Конверт из Шанхая - Кузьмин Владимир Анатольевич. Страница 4
– Будет еще один. Даже два. Вот отцветет черемуха, начнут цвести яблони. Их у нас тоже много.
– Если вы называете яблонями те деревья, на которых здесь растут круглые ягодки размером с ноготок, то вы и яблонь не видели!
– Все-таки в Сибири живем, – ничуть не обиделся гимназист. – Не хотят у нас настоящие яблоки вырастать.
– Да я понимаю. А какой еще снегопад ожидается? Настоящий?

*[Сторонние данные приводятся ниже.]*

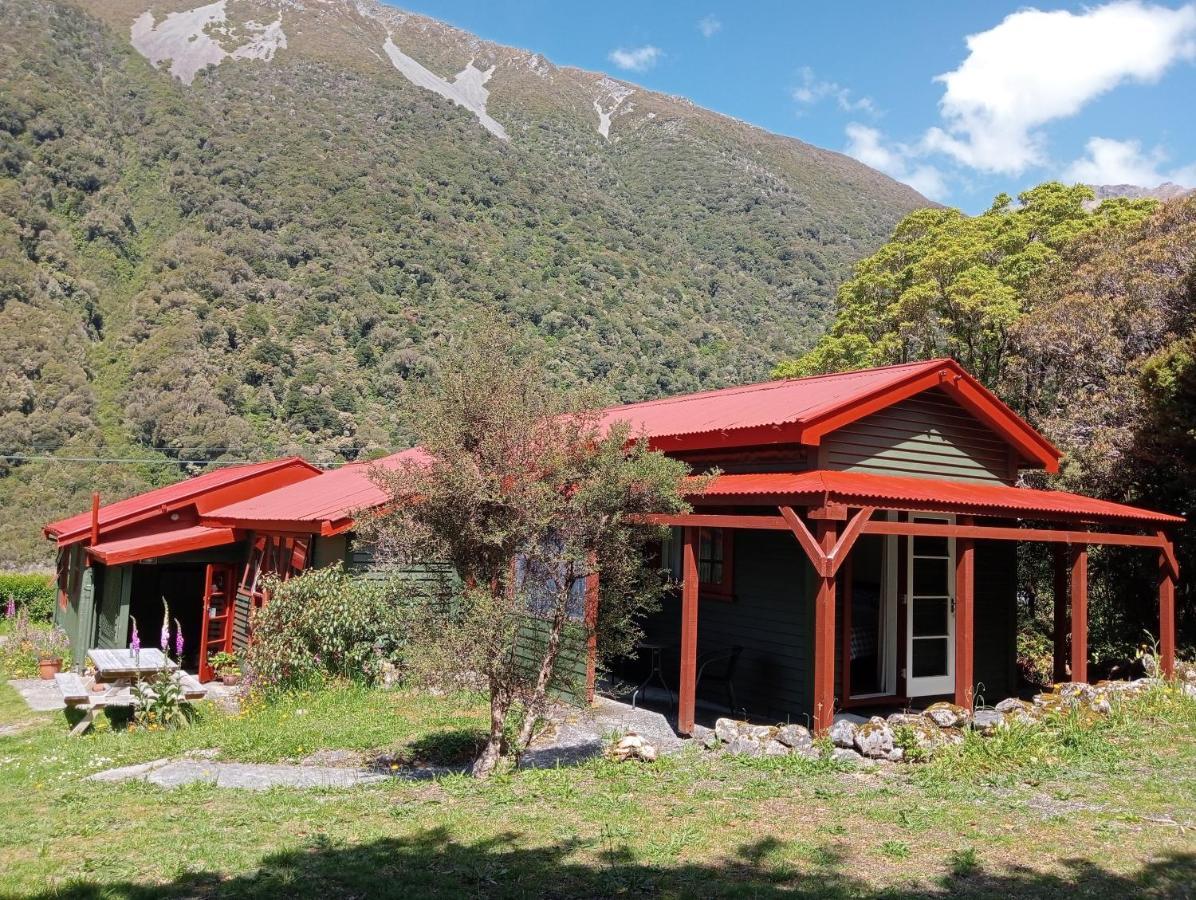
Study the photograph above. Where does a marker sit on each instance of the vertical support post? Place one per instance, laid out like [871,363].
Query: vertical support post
[1061,619]
[1166,613]
[591,629]
[1079,612]
[824,635]
[965,594]
[688,680]
[95,525]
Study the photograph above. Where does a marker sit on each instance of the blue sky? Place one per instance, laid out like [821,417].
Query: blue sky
[960,99]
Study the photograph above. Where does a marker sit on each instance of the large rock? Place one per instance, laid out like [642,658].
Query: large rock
[842,734]
[917,735]
[947,715]
[987,721]
[874,739]
[795,738]
[744,747]
[726,729]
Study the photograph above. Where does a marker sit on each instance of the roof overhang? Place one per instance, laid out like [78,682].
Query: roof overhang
[165,542]
[960,386]
[859,489]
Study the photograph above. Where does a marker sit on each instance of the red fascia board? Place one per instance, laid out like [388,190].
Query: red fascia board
[964,389]
[150,546]
[178,495]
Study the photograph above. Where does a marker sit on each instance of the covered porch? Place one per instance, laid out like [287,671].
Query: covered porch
[928,611]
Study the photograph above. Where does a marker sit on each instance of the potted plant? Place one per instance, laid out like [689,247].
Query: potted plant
[226,668]
[50,646]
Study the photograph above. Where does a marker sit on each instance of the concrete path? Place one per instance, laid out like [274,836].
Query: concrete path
[255,776]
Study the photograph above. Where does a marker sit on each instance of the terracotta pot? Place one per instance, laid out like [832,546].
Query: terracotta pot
[48,667]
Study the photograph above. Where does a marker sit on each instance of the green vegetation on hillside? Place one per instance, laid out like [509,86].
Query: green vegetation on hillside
[262,262]
[1085,323]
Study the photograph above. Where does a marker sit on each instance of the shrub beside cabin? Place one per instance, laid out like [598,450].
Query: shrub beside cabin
[858,548]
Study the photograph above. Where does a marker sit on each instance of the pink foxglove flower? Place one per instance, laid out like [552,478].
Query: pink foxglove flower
[164,637]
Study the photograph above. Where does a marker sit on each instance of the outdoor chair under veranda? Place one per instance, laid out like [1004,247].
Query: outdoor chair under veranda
[719,666]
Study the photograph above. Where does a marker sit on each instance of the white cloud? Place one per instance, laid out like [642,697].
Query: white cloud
[638,59]
[813,90]
[896,160]
[1035,67]
[709,25]
[1111,161]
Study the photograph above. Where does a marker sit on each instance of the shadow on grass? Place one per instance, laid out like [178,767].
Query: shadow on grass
[432,864]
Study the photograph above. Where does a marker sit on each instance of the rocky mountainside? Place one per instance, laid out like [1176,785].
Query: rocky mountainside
[242,227]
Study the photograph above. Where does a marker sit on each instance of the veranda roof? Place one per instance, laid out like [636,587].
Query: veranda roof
[324,504]
[160,542]
[221,483]
[911,493]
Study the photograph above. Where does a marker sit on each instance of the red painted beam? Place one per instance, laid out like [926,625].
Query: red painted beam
[1079,559]
[1061,619]
[688,680]
[824,637]
[994,532]
[965,594]
[1166,613]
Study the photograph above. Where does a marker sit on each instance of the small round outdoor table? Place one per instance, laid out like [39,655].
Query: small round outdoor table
[654,651]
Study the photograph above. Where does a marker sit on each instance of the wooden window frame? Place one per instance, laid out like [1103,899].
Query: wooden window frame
[724,588]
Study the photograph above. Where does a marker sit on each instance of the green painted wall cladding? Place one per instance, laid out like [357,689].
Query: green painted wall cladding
[927,435]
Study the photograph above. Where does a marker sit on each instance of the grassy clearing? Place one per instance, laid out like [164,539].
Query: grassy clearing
[1106,813]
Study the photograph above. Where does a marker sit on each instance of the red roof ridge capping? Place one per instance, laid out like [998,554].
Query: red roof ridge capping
[803,410]
[325,504]
[928,494]
[171,496]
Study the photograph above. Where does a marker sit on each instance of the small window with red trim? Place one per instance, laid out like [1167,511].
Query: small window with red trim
[715,563]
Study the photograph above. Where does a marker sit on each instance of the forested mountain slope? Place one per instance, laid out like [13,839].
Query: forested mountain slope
[242,227]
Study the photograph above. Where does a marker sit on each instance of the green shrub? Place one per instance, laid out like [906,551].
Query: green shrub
[34,593]
[25,642]
[325,623]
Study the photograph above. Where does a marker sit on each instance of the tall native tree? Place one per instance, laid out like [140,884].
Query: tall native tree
[951,285]
[531,499]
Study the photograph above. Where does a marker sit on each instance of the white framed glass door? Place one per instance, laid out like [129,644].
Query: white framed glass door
[931,612]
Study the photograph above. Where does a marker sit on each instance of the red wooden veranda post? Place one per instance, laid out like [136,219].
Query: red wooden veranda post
[1167,571]
[1061,620]
[824,630]
[688,680]
[1079,556]
[965,593]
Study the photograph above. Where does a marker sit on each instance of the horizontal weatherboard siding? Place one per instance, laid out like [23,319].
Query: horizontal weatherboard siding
[927,435]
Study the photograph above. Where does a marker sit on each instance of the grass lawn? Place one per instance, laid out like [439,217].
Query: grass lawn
[1111,813]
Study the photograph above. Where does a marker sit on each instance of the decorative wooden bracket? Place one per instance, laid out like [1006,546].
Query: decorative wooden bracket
[852,531]
[807,542]
[828,564]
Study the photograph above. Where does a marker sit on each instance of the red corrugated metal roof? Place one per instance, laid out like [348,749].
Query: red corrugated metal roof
[772,403]
[330,497]
[895,491]
[164,542]
[803,410]
[153,502]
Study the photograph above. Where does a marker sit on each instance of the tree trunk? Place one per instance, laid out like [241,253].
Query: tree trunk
[483,766]
[542,679]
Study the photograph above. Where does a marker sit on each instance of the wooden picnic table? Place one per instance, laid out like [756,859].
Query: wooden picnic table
[113,665]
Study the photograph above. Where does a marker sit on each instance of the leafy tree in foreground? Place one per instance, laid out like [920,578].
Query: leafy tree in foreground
[529,496]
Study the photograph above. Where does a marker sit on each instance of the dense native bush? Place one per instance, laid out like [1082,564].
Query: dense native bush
[327,623]
[30,592]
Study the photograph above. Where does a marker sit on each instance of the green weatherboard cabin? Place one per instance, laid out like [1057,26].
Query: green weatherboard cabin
[856,548]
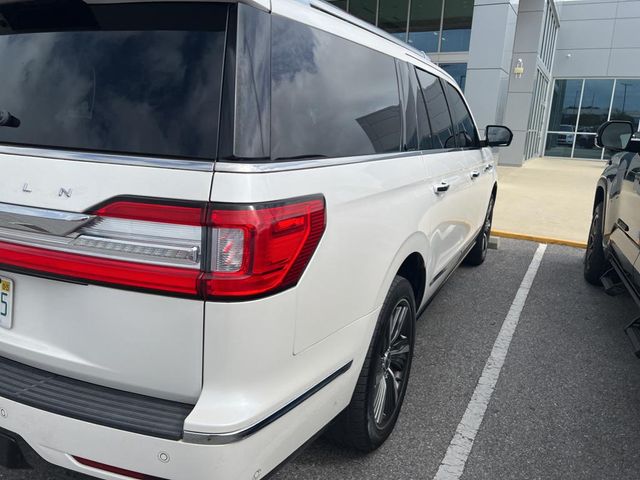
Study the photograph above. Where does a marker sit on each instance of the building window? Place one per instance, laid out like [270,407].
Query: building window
[626,102]
[432,26]
[456,25]
[424,24]
[580,106]
[392,17]
[458,71]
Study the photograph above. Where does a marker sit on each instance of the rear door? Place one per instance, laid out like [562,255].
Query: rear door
[625,210]
[111,120]
[448,178]
[476,168]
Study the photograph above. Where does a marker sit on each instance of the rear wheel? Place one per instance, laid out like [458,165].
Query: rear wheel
[595,262]
[478,253]
[370,417]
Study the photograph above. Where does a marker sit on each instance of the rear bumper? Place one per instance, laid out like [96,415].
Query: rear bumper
[57,439]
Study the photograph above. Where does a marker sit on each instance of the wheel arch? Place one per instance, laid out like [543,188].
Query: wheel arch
[409,262]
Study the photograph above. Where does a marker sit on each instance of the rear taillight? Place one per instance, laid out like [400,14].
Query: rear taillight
[193,250]
[111,469]
[262,248]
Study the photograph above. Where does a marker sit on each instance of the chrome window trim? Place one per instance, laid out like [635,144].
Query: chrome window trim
[290,165]
[113,159]
[201,438]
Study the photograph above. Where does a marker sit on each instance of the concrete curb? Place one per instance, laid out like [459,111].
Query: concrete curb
[539,239]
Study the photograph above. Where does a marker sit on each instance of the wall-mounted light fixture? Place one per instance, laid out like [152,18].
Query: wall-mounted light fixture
[518,70]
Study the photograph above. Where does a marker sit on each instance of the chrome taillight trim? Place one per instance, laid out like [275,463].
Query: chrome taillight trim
[41,220]
[74,233]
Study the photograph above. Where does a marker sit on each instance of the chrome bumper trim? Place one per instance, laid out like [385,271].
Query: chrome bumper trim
[231,437]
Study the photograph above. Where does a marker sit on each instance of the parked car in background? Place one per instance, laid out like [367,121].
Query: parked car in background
[612,258]
[218,225]
[565,138]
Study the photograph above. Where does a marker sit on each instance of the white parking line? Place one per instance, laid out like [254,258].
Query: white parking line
[452,466]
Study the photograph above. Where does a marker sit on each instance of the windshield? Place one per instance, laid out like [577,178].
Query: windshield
[129,78]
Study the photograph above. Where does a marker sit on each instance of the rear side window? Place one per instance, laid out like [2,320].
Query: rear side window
[330,97]
[465,128]
[128,78]
[437,110]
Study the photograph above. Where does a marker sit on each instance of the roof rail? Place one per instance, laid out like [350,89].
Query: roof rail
[339,13]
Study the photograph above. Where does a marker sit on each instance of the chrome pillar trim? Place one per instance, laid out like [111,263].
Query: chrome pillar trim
[284,166]
[114,159]
[232,437]
[40,220]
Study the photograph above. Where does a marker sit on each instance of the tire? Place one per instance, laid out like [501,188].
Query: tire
[478,253]
[595,260]
[376,402]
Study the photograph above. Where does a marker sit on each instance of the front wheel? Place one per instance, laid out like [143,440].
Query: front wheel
[478,253]
[370,417]
[595,262]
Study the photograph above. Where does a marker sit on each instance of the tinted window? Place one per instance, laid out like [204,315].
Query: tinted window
[246,130]
[464,126]
[330,97]
[410,94]
[142,79]
[437,110]
[424,24]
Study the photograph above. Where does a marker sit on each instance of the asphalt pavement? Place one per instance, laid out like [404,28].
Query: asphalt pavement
[566,404]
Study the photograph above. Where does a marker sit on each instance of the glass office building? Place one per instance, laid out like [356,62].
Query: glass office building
[551,70]
[580,106]
[438,27]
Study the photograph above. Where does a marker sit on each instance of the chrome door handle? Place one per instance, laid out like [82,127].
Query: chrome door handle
[441,188]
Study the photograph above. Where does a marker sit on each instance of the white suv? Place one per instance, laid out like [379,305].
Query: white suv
[218,223]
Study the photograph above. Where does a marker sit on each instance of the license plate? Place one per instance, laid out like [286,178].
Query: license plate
[6,302]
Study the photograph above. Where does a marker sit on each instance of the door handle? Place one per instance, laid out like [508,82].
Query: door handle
[441,188]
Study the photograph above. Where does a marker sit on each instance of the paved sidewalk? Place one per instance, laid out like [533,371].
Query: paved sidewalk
[547,197]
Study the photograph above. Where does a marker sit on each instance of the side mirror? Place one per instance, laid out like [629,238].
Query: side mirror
[615,135]
[498,136]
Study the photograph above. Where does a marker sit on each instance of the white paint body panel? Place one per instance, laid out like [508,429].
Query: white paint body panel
[239,362]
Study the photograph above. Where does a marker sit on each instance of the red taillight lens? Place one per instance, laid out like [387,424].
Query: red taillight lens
[192,250]
[116,470]
[266,248]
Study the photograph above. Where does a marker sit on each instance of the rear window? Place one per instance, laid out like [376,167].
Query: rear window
[130,78]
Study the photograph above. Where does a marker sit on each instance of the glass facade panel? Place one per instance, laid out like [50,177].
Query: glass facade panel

– Настоящий тоже может быть. Вот лет пять назад пятого июня такие сугробы намело! Но я не про снег. Я про тополиный пух. Когда пух летит – еще больше похоже на настоящий снегопад, чем сейчас. Только вы этого не увидите.
После этих слов Петя сделался грустным и молчаливым. Даже комара, усевшегося ему на щеку, не почувствовал. Пришлось шлепнуть его по щеке. Петя рассеянно меня поблагодарил, но красноречивее не стал. Я принялась подыскивать подходящие к случаю слова, чтобы поднять ему настроение, но как раз для Пети отыскать их было непросто. Так мы и шли молча. Шагов через двадцать он тряхнул непокрытой головой, чтобы стряхнуть с нее черемуховый цвет. И встал резко.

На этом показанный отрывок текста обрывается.